Mines law hurdle for big cement buyout
07 Mar 2016
The big ticket acquisitions in the cement sector, announced recently by UltraTech, Reliance Cement and the imminent sale by Lafarge, will depend on a crucial amendment to the law on transfer of mines.
At present, the Mines & Minerals (Development and Regulation) Act, 2015, or the MMDR Act, does not allow the transfer of limestone mines to new owners of cement companies — unless the mines were granted through auctions.
The companies have appealed to the government to allow the transfer of mines, and are expecting an amendment to the Act in the ongoing Budget session of Parliament.
In case the amendment is not passed, the companies would have to seek alternative routes.
Aditya Birla Group’s UltraTech Cement is in the process of acquiring the entire 22.4 million tonne cement capacity of Noida-based Jaiprakash Associates, or Jaypee.
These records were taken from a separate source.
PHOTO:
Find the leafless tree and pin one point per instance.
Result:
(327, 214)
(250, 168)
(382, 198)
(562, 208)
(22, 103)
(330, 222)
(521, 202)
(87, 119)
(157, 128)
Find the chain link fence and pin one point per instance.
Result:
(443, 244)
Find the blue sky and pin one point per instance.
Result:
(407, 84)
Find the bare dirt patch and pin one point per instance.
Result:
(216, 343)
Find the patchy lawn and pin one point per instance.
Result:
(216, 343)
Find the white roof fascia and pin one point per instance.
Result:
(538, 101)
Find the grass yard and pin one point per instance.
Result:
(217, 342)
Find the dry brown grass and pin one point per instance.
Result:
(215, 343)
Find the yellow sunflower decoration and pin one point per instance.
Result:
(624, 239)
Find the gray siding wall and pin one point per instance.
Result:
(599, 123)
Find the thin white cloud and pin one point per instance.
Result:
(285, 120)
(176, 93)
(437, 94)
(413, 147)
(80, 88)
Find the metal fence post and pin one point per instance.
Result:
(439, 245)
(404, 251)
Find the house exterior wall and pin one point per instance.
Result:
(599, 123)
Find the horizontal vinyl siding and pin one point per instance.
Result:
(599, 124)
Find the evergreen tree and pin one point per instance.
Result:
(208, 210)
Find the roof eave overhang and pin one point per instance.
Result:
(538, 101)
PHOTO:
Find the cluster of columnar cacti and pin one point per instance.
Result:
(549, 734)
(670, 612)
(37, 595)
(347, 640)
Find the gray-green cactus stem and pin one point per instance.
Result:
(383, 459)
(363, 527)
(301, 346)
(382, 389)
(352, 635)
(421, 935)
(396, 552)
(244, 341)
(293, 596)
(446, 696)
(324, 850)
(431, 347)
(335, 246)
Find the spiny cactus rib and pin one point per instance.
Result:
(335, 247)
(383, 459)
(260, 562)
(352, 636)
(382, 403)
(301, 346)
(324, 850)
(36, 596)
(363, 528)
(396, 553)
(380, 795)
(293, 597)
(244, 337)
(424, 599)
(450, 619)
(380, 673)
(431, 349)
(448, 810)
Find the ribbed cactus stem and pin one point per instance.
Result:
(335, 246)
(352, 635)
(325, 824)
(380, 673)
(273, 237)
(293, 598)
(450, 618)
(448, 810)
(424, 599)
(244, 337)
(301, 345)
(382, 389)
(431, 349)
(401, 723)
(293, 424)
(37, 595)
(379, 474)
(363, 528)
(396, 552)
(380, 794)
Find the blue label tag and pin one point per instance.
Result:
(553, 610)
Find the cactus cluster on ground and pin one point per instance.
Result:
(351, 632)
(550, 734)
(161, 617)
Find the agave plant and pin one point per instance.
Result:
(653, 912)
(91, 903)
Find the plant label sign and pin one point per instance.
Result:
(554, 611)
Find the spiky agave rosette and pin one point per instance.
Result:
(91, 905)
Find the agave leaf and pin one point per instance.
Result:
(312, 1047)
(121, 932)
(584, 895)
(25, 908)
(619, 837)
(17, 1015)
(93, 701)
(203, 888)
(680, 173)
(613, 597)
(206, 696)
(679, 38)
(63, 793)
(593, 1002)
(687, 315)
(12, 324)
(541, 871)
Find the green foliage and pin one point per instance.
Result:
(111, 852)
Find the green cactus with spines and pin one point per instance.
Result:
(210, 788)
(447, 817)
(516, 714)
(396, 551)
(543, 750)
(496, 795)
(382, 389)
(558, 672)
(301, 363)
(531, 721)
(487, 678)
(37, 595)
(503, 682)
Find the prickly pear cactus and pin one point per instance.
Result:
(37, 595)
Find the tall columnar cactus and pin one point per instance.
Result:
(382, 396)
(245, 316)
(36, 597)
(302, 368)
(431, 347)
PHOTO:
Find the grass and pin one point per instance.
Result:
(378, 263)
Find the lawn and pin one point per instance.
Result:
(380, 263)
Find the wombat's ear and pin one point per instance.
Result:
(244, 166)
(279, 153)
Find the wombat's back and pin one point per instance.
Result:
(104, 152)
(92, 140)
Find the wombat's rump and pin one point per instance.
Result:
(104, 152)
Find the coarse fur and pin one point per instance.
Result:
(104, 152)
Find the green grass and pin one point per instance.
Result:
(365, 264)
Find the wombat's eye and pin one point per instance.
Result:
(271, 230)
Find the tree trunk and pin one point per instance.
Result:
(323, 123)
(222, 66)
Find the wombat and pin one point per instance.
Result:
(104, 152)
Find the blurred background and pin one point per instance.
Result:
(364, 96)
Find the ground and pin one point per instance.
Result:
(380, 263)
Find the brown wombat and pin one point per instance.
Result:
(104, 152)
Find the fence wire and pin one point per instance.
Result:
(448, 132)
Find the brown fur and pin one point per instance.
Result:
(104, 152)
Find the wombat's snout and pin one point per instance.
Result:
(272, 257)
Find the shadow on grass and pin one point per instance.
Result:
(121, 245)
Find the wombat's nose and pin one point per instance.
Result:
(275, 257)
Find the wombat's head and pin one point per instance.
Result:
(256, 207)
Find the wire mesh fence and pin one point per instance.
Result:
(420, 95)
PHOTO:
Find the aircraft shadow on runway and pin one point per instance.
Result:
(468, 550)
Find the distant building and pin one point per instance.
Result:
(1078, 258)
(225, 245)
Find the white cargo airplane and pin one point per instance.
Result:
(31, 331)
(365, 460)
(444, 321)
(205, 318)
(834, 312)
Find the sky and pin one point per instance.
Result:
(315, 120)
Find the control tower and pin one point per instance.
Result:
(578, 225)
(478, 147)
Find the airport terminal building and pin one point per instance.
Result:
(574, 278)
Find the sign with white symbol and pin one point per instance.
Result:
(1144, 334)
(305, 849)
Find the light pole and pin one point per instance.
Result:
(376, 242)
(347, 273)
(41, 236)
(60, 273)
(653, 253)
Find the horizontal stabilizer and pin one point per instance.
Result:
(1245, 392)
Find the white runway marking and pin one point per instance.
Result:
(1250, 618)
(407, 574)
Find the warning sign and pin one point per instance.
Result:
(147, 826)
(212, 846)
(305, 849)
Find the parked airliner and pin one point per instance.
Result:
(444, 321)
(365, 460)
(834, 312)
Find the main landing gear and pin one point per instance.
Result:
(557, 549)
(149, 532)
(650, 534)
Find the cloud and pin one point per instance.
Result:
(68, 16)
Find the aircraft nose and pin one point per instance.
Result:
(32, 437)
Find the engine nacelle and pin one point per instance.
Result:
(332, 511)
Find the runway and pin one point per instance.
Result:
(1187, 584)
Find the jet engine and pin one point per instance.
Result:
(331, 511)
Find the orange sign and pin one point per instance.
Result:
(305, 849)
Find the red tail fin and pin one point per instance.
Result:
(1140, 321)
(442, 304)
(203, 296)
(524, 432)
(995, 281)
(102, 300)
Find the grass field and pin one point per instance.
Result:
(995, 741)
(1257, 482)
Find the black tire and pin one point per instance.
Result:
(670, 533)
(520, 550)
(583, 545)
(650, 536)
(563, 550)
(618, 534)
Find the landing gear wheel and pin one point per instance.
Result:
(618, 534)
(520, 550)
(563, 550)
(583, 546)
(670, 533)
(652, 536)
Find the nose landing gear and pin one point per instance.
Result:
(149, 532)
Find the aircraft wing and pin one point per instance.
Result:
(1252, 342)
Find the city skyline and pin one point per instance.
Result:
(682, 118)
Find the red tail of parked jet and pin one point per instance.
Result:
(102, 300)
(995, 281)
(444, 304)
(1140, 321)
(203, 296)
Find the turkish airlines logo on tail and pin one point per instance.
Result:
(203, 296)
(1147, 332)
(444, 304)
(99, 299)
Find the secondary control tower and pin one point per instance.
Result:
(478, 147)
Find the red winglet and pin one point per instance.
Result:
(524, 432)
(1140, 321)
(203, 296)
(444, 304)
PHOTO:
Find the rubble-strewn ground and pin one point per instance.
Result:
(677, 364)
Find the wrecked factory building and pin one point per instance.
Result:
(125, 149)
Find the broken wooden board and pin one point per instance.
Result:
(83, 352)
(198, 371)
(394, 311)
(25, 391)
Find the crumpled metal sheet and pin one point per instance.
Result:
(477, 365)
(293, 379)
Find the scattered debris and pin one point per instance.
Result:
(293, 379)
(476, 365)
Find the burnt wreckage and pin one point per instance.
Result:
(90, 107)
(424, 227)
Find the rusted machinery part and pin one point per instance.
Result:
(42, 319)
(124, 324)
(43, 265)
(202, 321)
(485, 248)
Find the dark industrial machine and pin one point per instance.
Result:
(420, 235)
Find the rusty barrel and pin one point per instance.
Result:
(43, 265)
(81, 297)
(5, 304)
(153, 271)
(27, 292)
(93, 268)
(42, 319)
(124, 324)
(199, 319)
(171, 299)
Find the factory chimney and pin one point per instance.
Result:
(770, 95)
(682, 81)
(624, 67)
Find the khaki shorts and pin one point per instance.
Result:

According to sources, UltraTech Cement will pay Rs 17,000 crore for the deal.
An UltraTech official said, if the amendment is not made, Jaypee will carve out a separate entity that will own the group’s other businesses, such as hotels, construction and real estate. The residual company left behind will own the assets that UltraTech is acquiring.
When UltraTech completes the acquisition, it will also get the mining rights, under the current Act.
Earlier, the company did not acquire Jaypee’s cement units in Madhya Pradesh, as the Rs 5,500-crore deal would be considered a partial sale — and prevent the transfer of mining rights.